There is a $3.00 fee for Maine adult residents ($4.50 for non-residents). Children and seniors are only a $1.00. You can also camp at the park for a nominal fee as well. From Portland the drive to the state park only takes less than 30 minutes thus making it one of the closest hikes to Portland. Bradbury is open to dogs, but on busy days it’s best to keep them on a leash. Bradbury is also great in the winter for cross-country skiing and snowshoeing! It’s my favorite time to go to Bradbury with Reagan.
Mount Agamenticus rises 691 feet above the coastal plains of southern York County. Since it is prominent, it was an important landmark for the early European explorers who sailed along the New England coast back in the 1600s. There is a fire tower at the top and during WWII it was a radar observation post site. If you really wanted to, you could drive to the top of the mountain via the summit road. I’ve had several cyclist friends ride up and over the mountain. I have yet to do so but it is on my list to do someday. At the summit
At the summit, there is a parking area, a closed ski lodge, and a riding stable. However, you can do the old fashion thing and walk up the mountain, which I much prefer. There are two trails: the Ring Trail Loop and the Blueberry Bluff Trail. The Ring Trail Loop trailhead is located just right before the Big A Summit Road. At about 0.1 miles into the trail, the trail comes to a fork. Take the right branch. This where it can get a bit confusing. Take the Ring Trail for about 0.5 miles past the junction with Rocky Road/Hairpin Turn Trail. Take a left at the next trail junction onto Witch Hazel Trail leading to the summit. To return, take the Sweet Fern Trail which will reconnect to the Ring Trail Loop. The total loop distance is 1.5 miles and should take you about 1 hour to complete.

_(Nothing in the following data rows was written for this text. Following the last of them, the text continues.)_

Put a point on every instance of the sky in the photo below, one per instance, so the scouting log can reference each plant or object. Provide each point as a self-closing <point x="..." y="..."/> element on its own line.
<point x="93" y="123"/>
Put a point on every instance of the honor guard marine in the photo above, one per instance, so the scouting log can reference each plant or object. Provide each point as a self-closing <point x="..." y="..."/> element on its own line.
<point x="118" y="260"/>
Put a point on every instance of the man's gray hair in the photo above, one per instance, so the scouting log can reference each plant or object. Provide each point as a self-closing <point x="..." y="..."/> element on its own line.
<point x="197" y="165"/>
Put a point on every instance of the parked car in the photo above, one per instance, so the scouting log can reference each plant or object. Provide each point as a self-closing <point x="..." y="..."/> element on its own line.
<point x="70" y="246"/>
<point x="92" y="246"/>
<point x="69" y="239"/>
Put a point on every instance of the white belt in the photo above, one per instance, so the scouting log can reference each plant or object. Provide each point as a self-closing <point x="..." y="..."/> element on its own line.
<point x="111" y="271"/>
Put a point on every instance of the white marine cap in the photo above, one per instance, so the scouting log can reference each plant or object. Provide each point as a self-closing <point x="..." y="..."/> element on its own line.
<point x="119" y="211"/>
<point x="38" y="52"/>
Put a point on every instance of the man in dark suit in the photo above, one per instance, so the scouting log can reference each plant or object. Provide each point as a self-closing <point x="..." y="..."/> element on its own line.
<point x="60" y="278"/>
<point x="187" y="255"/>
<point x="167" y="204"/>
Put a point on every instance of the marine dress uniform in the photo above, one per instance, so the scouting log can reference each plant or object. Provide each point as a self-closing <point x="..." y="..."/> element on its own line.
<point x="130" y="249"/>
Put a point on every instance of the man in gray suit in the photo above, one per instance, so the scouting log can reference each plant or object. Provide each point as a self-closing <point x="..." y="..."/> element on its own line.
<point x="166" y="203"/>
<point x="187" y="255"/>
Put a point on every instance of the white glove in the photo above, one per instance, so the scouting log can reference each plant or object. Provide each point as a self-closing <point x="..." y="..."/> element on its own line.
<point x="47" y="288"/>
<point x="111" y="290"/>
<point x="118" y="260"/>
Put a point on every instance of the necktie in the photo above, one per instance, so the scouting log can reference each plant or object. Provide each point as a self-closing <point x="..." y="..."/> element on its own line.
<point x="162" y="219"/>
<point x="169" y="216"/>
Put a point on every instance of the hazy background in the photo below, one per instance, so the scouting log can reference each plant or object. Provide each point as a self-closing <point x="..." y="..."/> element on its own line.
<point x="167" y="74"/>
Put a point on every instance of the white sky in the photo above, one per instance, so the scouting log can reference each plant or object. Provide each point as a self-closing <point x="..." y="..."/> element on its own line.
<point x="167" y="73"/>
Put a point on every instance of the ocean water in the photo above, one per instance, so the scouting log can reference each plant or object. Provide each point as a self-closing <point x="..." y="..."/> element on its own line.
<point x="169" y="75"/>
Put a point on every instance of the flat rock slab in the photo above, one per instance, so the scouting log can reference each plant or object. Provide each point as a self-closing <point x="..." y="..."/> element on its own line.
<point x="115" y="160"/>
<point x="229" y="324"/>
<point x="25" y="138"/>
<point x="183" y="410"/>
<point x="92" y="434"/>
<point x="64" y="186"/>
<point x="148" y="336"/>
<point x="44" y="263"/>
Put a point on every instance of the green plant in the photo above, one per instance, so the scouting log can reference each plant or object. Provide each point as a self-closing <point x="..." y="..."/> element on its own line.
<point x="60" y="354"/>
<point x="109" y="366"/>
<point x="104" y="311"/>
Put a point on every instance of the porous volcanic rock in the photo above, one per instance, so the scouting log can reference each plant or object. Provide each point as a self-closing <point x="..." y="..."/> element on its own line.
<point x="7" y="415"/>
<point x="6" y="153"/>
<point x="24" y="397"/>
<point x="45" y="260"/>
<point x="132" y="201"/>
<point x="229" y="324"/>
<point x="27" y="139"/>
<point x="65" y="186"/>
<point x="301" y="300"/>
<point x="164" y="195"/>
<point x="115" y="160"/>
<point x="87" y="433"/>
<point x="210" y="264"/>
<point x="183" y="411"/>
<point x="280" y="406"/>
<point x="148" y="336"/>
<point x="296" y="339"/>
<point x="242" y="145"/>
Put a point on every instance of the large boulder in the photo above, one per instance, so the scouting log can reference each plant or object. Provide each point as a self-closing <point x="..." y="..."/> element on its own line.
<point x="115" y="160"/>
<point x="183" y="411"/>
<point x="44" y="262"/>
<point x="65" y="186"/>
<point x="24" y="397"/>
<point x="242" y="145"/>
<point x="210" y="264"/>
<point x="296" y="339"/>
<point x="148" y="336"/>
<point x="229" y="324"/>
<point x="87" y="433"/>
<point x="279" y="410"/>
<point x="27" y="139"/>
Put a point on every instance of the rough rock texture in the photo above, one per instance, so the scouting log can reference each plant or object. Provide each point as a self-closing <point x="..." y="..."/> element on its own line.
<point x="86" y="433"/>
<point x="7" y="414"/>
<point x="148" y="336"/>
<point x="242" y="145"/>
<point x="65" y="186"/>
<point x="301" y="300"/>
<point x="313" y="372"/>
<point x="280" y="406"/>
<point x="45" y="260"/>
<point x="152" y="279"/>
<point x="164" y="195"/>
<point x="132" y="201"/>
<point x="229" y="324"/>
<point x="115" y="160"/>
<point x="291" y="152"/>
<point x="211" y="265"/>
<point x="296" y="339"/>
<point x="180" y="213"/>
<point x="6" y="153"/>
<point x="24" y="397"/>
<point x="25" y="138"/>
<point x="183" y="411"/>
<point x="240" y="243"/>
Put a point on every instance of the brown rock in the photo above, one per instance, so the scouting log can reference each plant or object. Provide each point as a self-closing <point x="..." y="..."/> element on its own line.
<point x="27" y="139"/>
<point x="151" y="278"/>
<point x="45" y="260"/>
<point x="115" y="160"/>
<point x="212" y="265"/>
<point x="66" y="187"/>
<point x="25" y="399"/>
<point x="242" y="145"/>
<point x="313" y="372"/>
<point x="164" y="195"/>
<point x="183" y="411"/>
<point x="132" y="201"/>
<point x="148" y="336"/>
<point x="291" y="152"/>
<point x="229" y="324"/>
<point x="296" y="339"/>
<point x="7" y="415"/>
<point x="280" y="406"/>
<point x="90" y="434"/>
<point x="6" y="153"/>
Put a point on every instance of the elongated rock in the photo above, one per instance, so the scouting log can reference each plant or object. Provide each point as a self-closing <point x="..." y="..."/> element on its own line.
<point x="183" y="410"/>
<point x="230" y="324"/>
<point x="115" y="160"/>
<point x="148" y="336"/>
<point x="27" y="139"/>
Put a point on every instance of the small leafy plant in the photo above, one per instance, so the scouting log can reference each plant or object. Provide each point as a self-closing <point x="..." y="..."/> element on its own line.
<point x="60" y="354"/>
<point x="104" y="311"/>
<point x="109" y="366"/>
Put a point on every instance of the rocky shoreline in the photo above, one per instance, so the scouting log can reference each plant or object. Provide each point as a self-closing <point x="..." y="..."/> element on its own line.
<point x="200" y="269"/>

Your second option is via the Blueberry Bluff Trail. The small parking lot is located on the left side of Summit Road. Proceed on the Ring Trail to a “Y” in the trail. Take the right-hand trail and begin climbing the hill. There is a sign for Blueberry Bluff Trail and is marked with red blazes. Take this trail through the blueberry patches (obviously best during the summer months) and proceed towards the summit. On a clear blue sky day, the White Mountains can be seen from the ledges. The trail is 1.8 miles long (about 1-hour hike) to the summit. To get to Mount Agamenticus, take the York Exit off the turnpike. Via I-95, it should take you little less than 1 hour to get to the base of Mount Agamenticus.

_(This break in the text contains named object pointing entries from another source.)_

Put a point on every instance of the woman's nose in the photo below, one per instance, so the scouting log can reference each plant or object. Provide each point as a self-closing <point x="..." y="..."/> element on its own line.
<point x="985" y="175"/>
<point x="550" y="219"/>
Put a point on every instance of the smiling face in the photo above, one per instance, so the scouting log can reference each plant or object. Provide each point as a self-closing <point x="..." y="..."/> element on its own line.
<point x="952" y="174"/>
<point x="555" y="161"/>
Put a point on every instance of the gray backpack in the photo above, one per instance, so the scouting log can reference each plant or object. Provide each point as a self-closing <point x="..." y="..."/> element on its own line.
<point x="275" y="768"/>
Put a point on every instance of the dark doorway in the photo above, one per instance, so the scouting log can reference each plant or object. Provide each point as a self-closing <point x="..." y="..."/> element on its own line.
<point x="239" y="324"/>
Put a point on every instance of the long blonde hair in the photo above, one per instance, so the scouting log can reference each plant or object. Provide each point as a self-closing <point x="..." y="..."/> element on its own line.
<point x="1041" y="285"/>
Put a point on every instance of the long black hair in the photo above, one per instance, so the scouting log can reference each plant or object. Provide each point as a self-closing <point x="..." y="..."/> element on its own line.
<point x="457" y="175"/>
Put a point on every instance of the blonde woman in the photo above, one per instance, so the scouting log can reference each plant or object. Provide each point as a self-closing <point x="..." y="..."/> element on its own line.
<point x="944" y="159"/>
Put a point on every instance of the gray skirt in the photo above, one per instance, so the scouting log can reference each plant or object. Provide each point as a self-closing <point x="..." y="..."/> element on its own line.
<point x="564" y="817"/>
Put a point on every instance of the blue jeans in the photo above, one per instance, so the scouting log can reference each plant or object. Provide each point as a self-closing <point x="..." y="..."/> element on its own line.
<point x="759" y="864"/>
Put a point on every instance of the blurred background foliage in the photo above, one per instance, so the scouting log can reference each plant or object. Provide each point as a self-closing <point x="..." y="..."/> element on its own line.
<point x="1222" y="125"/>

Looking for more hikes in southern Maine? Check out my Ultimate Guide to Hiking Southern Maine!
Tips for Hiking in Maine
- Prepare for any weather – bring layers!
- Make sure to let someone know where you’re going and when to expect you back
- Bring more water than you think (within reason, though).
- If hiking with a dog, remember to bring a bowl and extra water for them.
- Bring plastic bags for trash and/or dog poop.
- Leave no trace!
- Wear proper footwear!
- Follow the trail rules. Don’t ruin it for the rest of us!